Two months ago, Noel Pearson asked: “how does the elephant sit down with the mouse?” This is the real question of the referendum. Put another way: how does Australia come to a new relationship between First Peoples and settlers? How can the past be reckoned with and a new future be made possible?
In the same interview, Pearson was asked what picture formed in his head when he imagined a “No” result this weekend. Like other campaigners, he said he couldn’t contemplate it. “My answer is … What do you say? What do you think is going to happen if the outstretched hand of Uluru is refused?” He continued: “The fact is a ‘No’ result will not be costless. It will have a huge cost attached to it.”
That cost becomes clearer and clearer. It will not be just the repudiation of the Uluru Statement from the Heart. It will not be just the rejection of First Nations people, of their right to be recognised in the Constitution and to advise on the laws that affect them.

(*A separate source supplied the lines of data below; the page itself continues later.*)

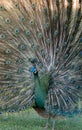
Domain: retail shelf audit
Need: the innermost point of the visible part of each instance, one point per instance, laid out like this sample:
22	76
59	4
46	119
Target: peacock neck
40	90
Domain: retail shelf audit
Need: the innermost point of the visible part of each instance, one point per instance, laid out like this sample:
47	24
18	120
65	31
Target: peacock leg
47	124
53	125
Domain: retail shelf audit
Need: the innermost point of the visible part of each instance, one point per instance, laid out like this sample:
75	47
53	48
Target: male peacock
41	56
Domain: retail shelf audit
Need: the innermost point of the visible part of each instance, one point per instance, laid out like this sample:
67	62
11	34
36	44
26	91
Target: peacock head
34	71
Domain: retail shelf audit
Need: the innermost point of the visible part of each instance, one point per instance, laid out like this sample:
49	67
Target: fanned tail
46	34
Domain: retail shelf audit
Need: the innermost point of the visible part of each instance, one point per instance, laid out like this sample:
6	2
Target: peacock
41	56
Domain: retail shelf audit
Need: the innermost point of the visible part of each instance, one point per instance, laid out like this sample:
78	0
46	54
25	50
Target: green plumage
41	55
41	89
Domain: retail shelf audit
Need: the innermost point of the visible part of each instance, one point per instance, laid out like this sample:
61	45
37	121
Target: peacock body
41	55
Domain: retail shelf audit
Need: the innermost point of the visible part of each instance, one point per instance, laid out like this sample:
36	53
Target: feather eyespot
16	31
22	47
8	62
7	20
1	8
8	51
28	33
2	36
40	35
33	6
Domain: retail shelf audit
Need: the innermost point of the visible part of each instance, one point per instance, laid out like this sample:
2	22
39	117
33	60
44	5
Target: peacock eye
20	70
22	19
1	8
80	54
44	10
33	6
8	62
20	61
57	2
2	36
8	51
40	35
33	69
77	86
47	25
8	76
32	22
28	33
22	47
7	20
10	84
56	33
80	40
16	31
17	5
48	41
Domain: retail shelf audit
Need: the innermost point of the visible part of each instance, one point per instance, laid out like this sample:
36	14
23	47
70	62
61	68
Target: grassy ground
29	120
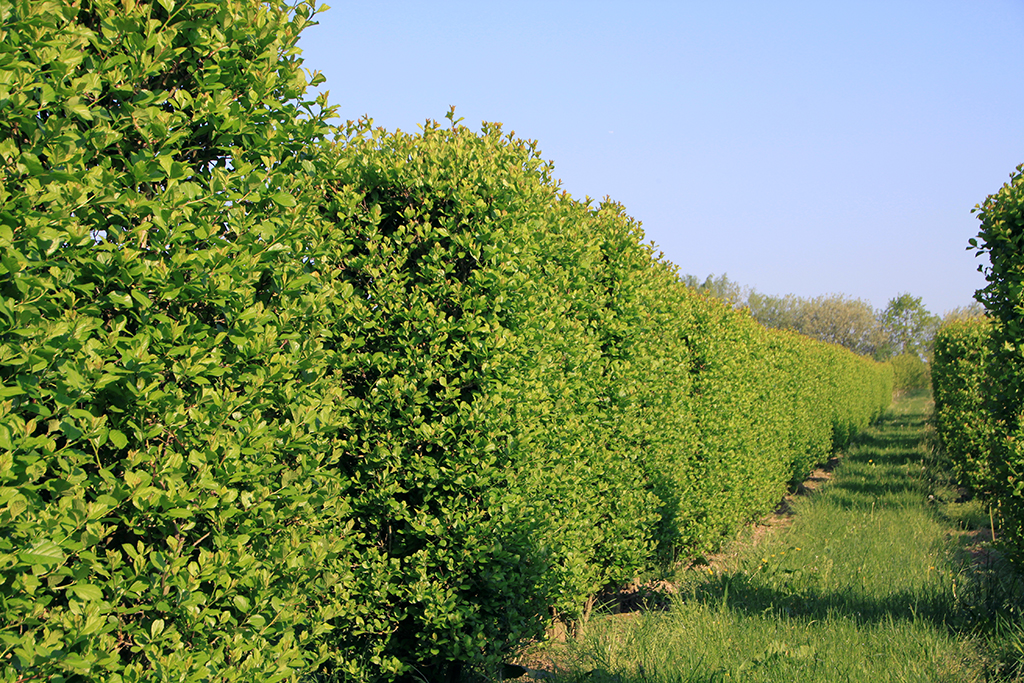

It will be a dull march back into history, a return to the denialism and silence that has defined white Australia. Honesty will be torn from the trees. Any notion of shared understanding will be shredded.
For all the misinformation and deceit, all the lies of the campaign, we will be left with one ugly truth: given the chance, Australia would still sooner destroy Indigenous people than listen to them as equals. The central impulses of colonisation are all still there, brutal and unrepentant.